Isn’t that crazy? Fentanyl and cocaine somehow get here, yet we can’t import foreign Ozempic? Something seems so wrong.
>…The real reason drug prices are so ridiculously high in the USA is because every developed country on this planet, with the exception of the USA, uses their government's bargaining power to negotiate drug prices, and that gives them enormous leverage. But in the USA the law specifically forbids Medicare, the largest drug purchaser, from negotiating drug prices….
OK, so elect representatives who run on the platform of changing that.
>… Therefore the drug companies are able to say to Americans, and only to Americans, "pay me or die"….
Well sure, but Americans have the option of going overseas for medical treatment, or Canada, or Mexico. Some do, particularly for dentistry. I am not defending the system in place: I don’t think the federal government should be in the faces of the medical industry at all.
> It was called the Affordable Care Act. It failed John.
>…What are you talking about?!
It didn’t make medical care more affordable. It made it less affordable, for reasons we understood at the time: the very poor could get medical insurance provided by the federal government. But what happens if the federal government can’t afford to pay for it, because the interest on its debt is devouring too much money? And what about those who are eligible for that insurance but don’t apply for it?
>… In 2014, just before the Affordable Care Act (a.k.a. Obamacare) took effect, 48 million Americans were uninsured, by 2016, only 27 million were uninsured….
How many are uninsured now? And now that the “temporary” subsidies, which were extended repeatedly, have actually expired, how many will be unable to afford affordable insurance? Many. Then what?
>…Obamacare wasn't the wholesale restructuring that our healthcare system so desperately needs, but it was certainly better than nothing…..
So why didn’t they do wholesale restructuring in 2009, when they had the chance? A supermajority in the senate is unlikely to ever happen again, or certainly not in our lifetimes.
>…And since 2014 Republicans have said that they have a plan that they will be announcing in just a few weeks that would be much better and much cheaper than Obamacare….
John as I have been saying for thirty years now and posting in this medium, if the federal government doesn’t balance its budget, the budget will balance the federal government.
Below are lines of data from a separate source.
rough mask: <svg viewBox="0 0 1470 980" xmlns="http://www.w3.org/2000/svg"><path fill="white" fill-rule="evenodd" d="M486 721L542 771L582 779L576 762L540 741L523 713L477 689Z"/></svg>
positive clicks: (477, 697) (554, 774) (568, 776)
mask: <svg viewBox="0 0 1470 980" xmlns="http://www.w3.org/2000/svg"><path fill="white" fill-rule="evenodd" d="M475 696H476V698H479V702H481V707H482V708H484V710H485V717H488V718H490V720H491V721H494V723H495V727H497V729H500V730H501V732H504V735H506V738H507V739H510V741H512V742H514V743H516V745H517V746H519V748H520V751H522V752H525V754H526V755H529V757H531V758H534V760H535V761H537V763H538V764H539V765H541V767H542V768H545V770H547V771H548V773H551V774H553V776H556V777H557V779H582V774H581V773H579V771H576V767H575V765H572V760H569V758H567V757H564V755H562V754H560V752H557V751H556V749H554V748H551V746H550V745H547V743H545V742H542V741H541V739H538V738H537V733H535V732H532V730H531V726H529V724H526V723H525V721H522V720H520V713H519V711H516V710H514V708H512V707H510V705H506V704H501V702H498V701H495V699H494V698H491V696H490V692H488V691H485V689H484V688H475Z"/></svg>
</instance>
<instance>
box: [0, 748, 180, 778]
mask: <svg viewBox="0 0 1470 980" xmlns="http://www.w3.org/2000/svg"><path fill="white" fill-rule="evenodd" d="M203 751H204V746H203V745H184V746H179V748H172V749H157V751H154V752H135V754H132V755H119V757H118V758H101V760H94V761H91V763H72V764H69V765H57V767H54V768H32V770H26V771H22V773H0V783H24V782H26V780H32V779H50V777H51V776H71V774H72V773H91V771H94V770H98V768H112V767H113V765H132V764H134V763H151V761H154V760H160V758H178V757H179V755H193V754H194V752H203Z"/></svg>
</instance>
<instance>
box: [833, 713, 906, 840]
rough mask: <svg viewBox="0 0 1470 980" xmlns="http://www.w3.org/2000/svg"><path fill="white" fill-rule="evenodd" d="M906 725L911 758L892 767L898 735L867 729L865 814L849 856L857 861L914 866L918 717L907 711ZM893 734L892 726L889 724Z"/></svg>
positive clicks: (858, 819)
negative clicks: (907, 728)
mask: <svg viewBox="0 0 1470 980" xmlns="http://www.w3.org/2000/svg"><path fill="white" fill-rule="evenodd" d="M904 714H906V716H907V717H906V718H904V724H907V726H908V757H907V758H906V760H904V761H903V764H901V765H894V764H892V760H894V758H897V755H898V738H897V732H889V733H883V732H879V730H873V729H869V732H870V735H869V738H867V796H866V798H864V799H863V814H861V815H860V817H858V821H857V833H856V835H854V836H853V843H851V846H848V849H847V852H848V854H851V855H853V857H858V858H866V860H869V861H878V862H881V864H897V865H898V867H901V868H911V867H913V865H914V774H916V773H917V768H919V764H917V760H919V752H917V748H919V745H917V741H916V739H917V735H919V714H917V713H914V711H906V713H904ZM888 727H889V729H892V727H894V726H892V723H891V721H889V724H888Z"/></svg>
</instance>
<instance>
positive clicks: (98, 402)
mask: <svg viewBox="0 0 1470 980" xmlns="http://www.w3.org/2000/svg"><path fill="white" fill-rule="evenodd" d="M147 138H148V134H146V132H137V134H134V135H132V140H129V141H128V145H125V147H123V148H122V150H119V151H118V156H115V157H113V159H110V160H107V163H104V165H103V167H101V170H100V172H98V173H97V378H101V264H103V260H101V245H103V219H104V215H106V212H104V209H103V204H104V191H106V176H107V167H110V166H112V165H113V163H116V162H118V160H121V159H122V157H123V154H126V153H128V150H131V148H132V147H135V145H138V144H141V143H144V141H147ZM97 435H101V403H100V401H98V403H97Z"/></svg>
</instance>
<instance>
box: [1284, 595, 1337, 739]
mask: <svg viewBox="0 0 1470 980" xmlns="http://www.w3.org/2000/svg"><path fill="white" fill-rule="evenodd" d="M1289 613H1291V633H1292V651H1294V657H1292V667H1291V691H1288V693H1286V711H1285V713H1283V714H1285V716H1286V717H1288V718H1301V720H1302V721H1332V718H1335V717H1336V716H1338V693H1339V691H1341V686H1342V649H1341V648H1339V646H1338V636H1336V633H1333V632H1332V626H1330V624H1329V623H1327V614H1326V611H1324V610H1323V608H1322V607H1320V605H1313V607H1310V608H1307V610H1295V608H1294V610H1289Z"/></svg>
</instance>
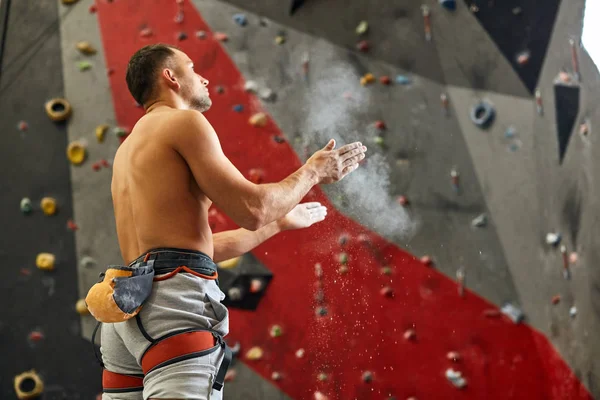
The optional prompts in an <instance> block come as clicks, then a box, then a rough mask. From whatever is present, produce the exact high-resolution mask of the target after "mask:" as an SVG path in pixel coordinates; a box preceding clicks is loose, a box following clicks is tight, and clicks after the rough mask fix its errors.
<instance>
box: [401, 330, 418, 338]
mask: <svg viewBox="0 0 600 400" xmlns="http://www.w3.org/2000/svg"><path fill="white" fill-rule="evenodd" d="M416 338H417V332H415V330H414V329H407V330H406V331H405V332H404V340H415V339H416Z"/></svg>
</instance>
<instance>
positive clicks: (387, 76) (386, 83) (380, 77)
mask: <svg viewBox="0 0 600 400" xmlns="http://www.w3.org/2000/svg"><path fill="white" fill-rule="evenodd" d="M379 82H381V84H382V85H389V84H390V83H392V80H391V79H390V77H389V76H387V75H383V76H380V77H379Z"/></svg>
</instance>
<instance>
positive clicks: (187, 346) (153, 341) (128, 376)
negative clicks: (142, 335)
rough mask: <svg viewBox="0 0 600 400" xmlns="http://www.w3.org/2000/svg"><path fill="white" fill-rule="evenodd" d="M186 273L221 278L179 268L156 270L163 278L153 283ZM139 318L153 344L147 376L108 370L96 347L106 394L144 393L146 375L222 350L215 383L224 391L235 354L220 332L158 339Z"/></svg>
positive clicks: (191, 269) (148, 349)
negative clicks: (222, 354) (141, 391)
mask: <svg viewBox="0 0 600 400" xmlns="http://www.w3.org/2000/svg"><path fill="white" fill-rule="evenodd" d="M149 255H150V253H148V254H146V256H145V257H144V262H146V261H147V260H148V257H149ZM151 264H152V263H151ZM182 272H187V273H190V274H193V275H196V276H198V277H201V278H204V279H210V280H217V278H218V273H217V271H215V272H214V274H213V275H205V274H202V273H200V272H198V271H197V270H196V268H188V267H187V266H178V267H175V268H173V267H167V268H162V267H159V268H157V267H154V273H155V274H156V275H160V276H156V277H154V278H153V280H154V281H162V280H166V279H169V278H171V277H173V276H174V275H175V274H178V273H182ZM217 282H218V280H217ZM135 318H136V322H137V325H138V328H139V329H140V332H141V333H142V335H143V336H144V337H145V338H146V340H148V342H149V343H150V344H149V346H148V347H147V348H146V350H145V351H144V353H143V355H142V358H141V367H142V371H143V374H120V373H116V372H112V371H109V370H107V369H106V368H105V367H104V363H103V362H102V359H101V357H100V356H99V355H98V353H97V351H96V347H95V346H94V354H95V355H96V358H97V359H98V362H99V363H100V365H101V367H102V369H103V371H102V388H103V391H104V393H126V392H135V391H142V390H143V389H144V376H145V375H146V374H148V373H149V372H152V371H154V370H155V369H157V368H161V367H165V366H167V365H171V364H174V363H177V362H180V361H184V360H189V359H192V358H196V357H202V356H205V355H208V354H211V353H213V352H215V351H217V350H218V349H219V348H223V349H224V356H223V360H222V362H221V366H220V367H219V370H218V372H217V375H216V377H215V381H214V382H213V389H215V390H221V389H222V388H223V383H224V381H225V374H226V373H227V369H228V368H229V365H230V363H231V359H232V352H231V349H230V348H229V346H227V343H226V342H225V340H224V339H223V336H222V335H221V334H220V333H218V332H215V331H213V330H210V329H184V330H179V331H175V332H171V333H169V334H167V335H164V336H162V337H159V338H156V339H155V338H153V337H151V336H150V335H149V334H148V332H147V331H146V329H145V328H144V326H143V324H142V321H141V318H140V315H139V314H137V315H136V316H135ZM100 324H101V322H98V324H97V325H96V328H95V329H94V332H93V333H92V344H94V343H95V336H96V333H97V331H98V328H99V327H100Z"/></svg>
That is what is happening now. There is no need to announce anything, or is it a plan exactly: we expect the federal government to pay for health care, but what happens when it cannot pay? Then what? Surely you have a plan for that, ja? You DO have a plan, John, please? Because we can see what is coming: the fed can’t help if it is drowning in its own debt. States can.
>…It's amazing how loyalty to a political ideology can make someone ignore a patently absurd situation, like spending vastly more on healthcare than any other country yet have the 48th longest life expectancy, and continue to insist that we should just keep on doing things exactly as we've always been doing things….
I am not advocating for continuing to do as we have been doing, nor do I predict we will. On the contrary, as interest costs continue to accumulate on the national debt, it is easy to see the federal government will do less and less in health care, not because it doesn’t want to, but because it cannot. All that borrowing has consequences. We are the ones left holding the bag.